During the early years, it was unnerving to wake up to that clarion. I’d leap out of bed, hurry downstairs, wondering if my pulse was going as fast as hers. Upon reaching her room, the first thing I would do was to push the button to suppress the sound for the next two minutes. Sometimes the beeping was alerting us to something of concern. Just as frequently, it seemed, the small ring around her toe (it looks like an old-fashioned Band-Aid) has come loose or the connection skipped a beat. And when she sleeps, Gabriella’s heart rate often goes below 50. As a result, several times a week, I reset the lower limit to 45 to restore silence.

It can be easy to become complacent, and more so when you want it to be a mechanical failure or an excess of calm. But sometimes, it’s not so.

On Friday morning, her skin became warm. With her fever, she grew lethargic. We attached the pulse ox during the day, which was unusual, and found her heart rate peaking at over 150. The nurse listened to her lungs and said she thought they sounded junky. But if she was congested, why was her oxygen level so strong?

Lisa consulted Gabriella’s doctor and got a prescription for an antibiotic, plus we gave her Tylenol. I sat alongside the pulse oximeter, poking my thumb at the button every time it sounded, trying to get it before the first beep bloomed into that horrid sequence.

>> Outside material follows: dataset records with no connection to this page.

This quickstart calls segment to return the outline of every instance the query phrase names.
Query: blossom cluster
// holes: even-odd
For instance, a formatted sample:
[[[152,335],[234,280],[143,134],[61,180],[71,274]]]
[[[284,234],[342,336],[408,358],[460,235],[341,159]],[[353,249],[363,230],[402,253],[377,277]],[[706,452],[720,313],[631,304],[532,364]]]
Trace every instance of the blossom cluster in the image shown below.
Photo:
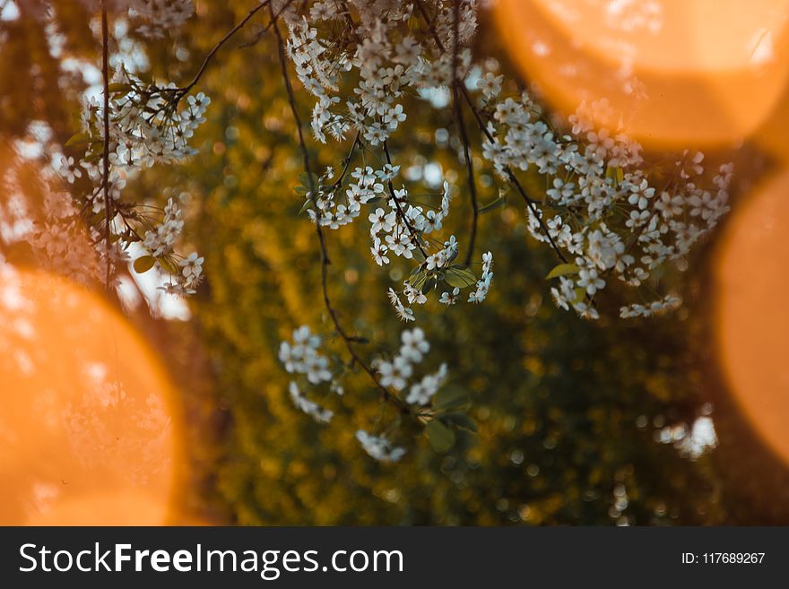
[[[169,198],[160,217],[152,205],[124,202],[122,192],[127,180],[141,170],[195,153],[188,140],[205,121],[210,100],[202,92],[186,96],[174,84],[143,82],[123,66],[108,90],[110,149],[106,177],[104,107],[92,98],[83,101],[82,130],[70,142],[86,145],[85,152],[76,162],[74,157],[62,156],[56,169],[74,186],[75,204],[93,214],[94,222],[88,229],[91,239],[103,248],[100,249],[102,264],[114,270],[125,264],[128,247],[139,243],[146,254],[135,260],[137,272],[158,264],[170,275],[164,290],[192,294],[202,278],[203,258],[196,253],[184,257],[174,250],[184,227],[178,203]],[[108,203],[110,211],[106,214]]]
[[[593,126],[609,115],[605,101],[582,104],[561,133],[527,92],[499,100],[499,84],[492,74],[480,82],[491,119],[483,154],[502,177],[535,169],[548,178],[544,198],[527,210],[528,227],[572,260],[551,274],[559,280],[551,289],[557,306],[597,318],[594,296],[611,280],[647,286],[657,268],[686,256],[729,211],[732,164],[706,173],[704,154],[685,152],[668,169],[647,172],[637,142]],[[648,316],[679,304],[669,294],[624,306],[620,315]]]
[[[399,352],[391,360],[380,360],[377,363],[376,369],[380,376],[381,385],[391,387],[398,393],[408,388],[405,403],[427,405],[447,380],[447,365],[442,364],[437,372],[425,376],[409,386],[414,366],[422,361],[430,350],[430,344],[419,327],[403,331],[400,339],[402,344]]]
[[[425,359],[430,344],[425,339],[424,332],[418,327],[403,331],[400,342],[400,348],[394,357],[389,359],[377,359],[373,362],[377,375],[377,384],[398,403],[417,409],[425,407],[447,381],[448,369],[446,364],[441,364],[437,371],[415,378],[414,368]],[[342,394],[335,374],[342,372],[343,367],[336,367],[333,371],[328,357],[320,349],[320,337],[312,333],[308,326],[302,325],[293,331],[290,341],[280,343],[279,359],[285,370],[298,380],[291,380],[289,384],[293,404],[316,421],[328,423],[334,412],[308,399],[305,391],[330,384],[330,390]],[[365,451],[377,460],[397,461],[405,453],[404,449],[393,446],[386,437],[364,430],[357,433],[357,438]]]
[[[293,331],[292,341],[280,343],[280,361],[289,374],[303,377],[302,385],[305,388],[332,382],[329,359],[320,353],[320,338],[313,334],[307,325]],[[291,380],[289,393],[293,404],[312,416],[316,421],[331,421],[334,412],[308,399],[299,383]]]

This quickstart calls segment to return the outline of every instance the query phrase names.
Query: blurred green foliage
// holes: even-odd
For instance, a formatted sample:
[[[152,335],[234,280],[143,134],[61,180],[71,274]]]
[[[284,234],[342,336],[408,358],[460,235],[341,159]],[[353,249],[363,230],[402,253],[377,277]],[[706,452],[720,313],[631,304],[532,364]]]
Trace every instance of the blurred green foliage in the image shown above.
[[[203,56],[248,10],[246,4],[198,3],[197,16],[183,30],[151,47],[152,73],[191,79]],[[90,52],[84,15],[75,15],[74,22],[71,18],[64,16],[63,27],[71,31],[74,48],[64,56]],[[318,425],[296,409],[276,358],[280,341],[309,324],[323,326],[333,350],[342,347],[331,338],[319,295],[315,232],[299,213],[302,202],[294,189],[301,161],[273,59],[275,46],[264,37],[239,47],[262,26],[250,22],[201,81],[199,90],[212,104],[194,142],[200,154],[186,166],[146,173],[130,186],[137,197],[160,202],[165,186],[189,193],[187,238],[205,257],[207,280],[191,303],[193,321],[168,325],[167,337],[159,342],[185,392],[193,461],[187,503],[199,518],[241,524],[488,525],[736,524],[786,517],[785,508],[754,507],[759,500],[752,494],[750,502],[741,501],[740,481],[753,474],[748,467],[732,479],[726,475],[730,464],[716,459],[717,453],[689,460],[655,439],[663,426],[691,423],[704,403],[717,399],[720,386],[709,385],[709,345],[699,343],[709,341],[704,290],[686,285],[689,307],[653,320],[587,323],[557,310],[544,280],[556,260],[527,235],[515,199],[491,207],[481,219],[478,244],[496,256],[489,300],[450,308],[434,304],[418,314],[432,344],[428,361],[448,363],[451,386],[470,398],[466,410],[477,433],[459,429],[452,449],[435,452],[423,429],[399,423],[363,375],[349,379],[343,396],[319,400],[335,411],[330,425]],[[18,27],[18,37],[36,34],[22,22]],[[496,52],[492,37],[481,34],[481,50]],[[24,54],[26,47],[21,41],[8,50]],[[4,68],[11,67],[9,61],[4,56]],[[9,76],[0,71],[3,80]],[[27,91],[39,83],[38,77],[27,81]],[[83,85],[54,83],[49,91],[59,84],[71,92],[66,96]],[[24,112],[15,91],[3,84],[4,105],[17,109],[4,107],[4,117],[22,126],[36,117],[57,121],[56,129],[64,126],[61,112]],[[296,91],[306,118],[310,97],[298,86]],[[58,108],[73,106],[67,101]],[[437,145],[434,134],[445,128],[454,137],[448,108],[413,99],[407,111],[407,125],[391,142],[395,163],[405,169],[438,162],[463,188],[453,140]],[[7,125],[4,118],[3,128]],[[310,140],[313,160],[339,168],[350,143]],[[474,146],[479,153],[479,143]],[[368,152],[355,165],[362,157],[377,161]],[[461,175],[453,178],[455,169]],[[481,203],[495,202],[497,183],[481,160],[477,169]],[[419,186],[410,187],[438,192]],[[469,211],[464,192],[453,207],[450,219],[459,220],[453,230],[463,240]],[[364,227],[351,225],[327,237],[331,294],[342,322],[372,342],[360,348],[368,359],[395,347],[403,324],[386,291],[408,269],[375,266]],[[693,264],[700,267],[707,255]],[[603,314],[615,317],[615,303],[610,301]],[[386,432],[408,453],[396,464],[377,463],[354,439],[360,428]],[[741,425],[732,430],[747,437]],[[770,460],[758,446],[746,447]],[[736,449],[727,455],[749,463]],[[775,472],[780,476],[770,489],[784,489],[785,495],[785,469]],[[618,509],[625,498],[626,507]]]

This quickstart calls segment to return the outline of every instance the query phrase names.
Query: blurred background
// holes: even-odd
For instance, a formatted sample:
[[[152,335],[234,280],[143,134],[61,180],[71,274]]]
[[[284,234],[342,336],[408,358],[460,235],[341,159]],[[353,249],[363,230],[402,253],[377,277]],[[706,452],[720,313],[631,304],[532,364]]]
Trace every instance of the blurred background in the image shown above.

We alternated being on-call for two-hour increments. That night was stable, but I awoke at 7 a.m. to the beep-be-beep beep beep-ing. My first thought was that her heart rate had fallen once more under 50. But when I pressed my thumb to silence the pulse ox, I found that her oxygen level had dropped to 89, then 88. Most mornings, the beeping is enough to wake her, but she slept on. Her forehead was warm again, so I put a Tylenol caplet in a syringe with water to dilute it for delivery through her G-tube.

I waited in the shadows, leaning over to push the button every two minutes. The numbers became depressed: 86, 85, 83, 80, and down into the 70s. This was during my shift and I wanted to let Lisa catch up on rest, so I tried rewrapping the toe-ring and got immediate gratification, with the oxygen level soaring to 94. But it soon slipped back into the 80s and then to 75. I flipped her to her other side, but that didn’t help either.

I wondered if I would need to haul out the oxygen concentrator, a rolling piece of equipment that has always intimidated me, and not least because its use often heralds a trip to the hospital. But with first light, things normalized.

As the day progressed, we held our breath and wondered. Whether the fever would persist. Whether she would suffer more seizures. And whether more beeping in the night would bring another round of dread.

Saturday was much like Friday. In no particular order, Gabriella spiked a fever, we administered Tylenol and the antibiotic, she cooled down, she got an extra breathing treatment, her heart rate normalized. By bedtime, she seemed better.

Again, we traded off that night. When I woke for my shift, I heard a great rumbling. Gabriella’s oxygen had fallen and, after trying chest PT and flipping her from side to side, Lisa had set up the O2 concentrator. The growling-wheezing sound brought a new round of anxiety, but even that didn’t drown out the beeping.

Sunday was a lot like the prior two days. With three doses of the antibiotic down, Gabriella seemed to be better by bedtime, then things slipped again. This time we didn’t hesitate long before setting up the concentrator, facing another night of lousy, interrupted sleep. By Monday morning, she was cheerful, trying to encourage us despite a low-grade fever.

Once more the day held new promise. And yet I know that when darkness falls, I will feel that familiar dread, my subconscious mind alert. Awaiting those things that go beep in the night.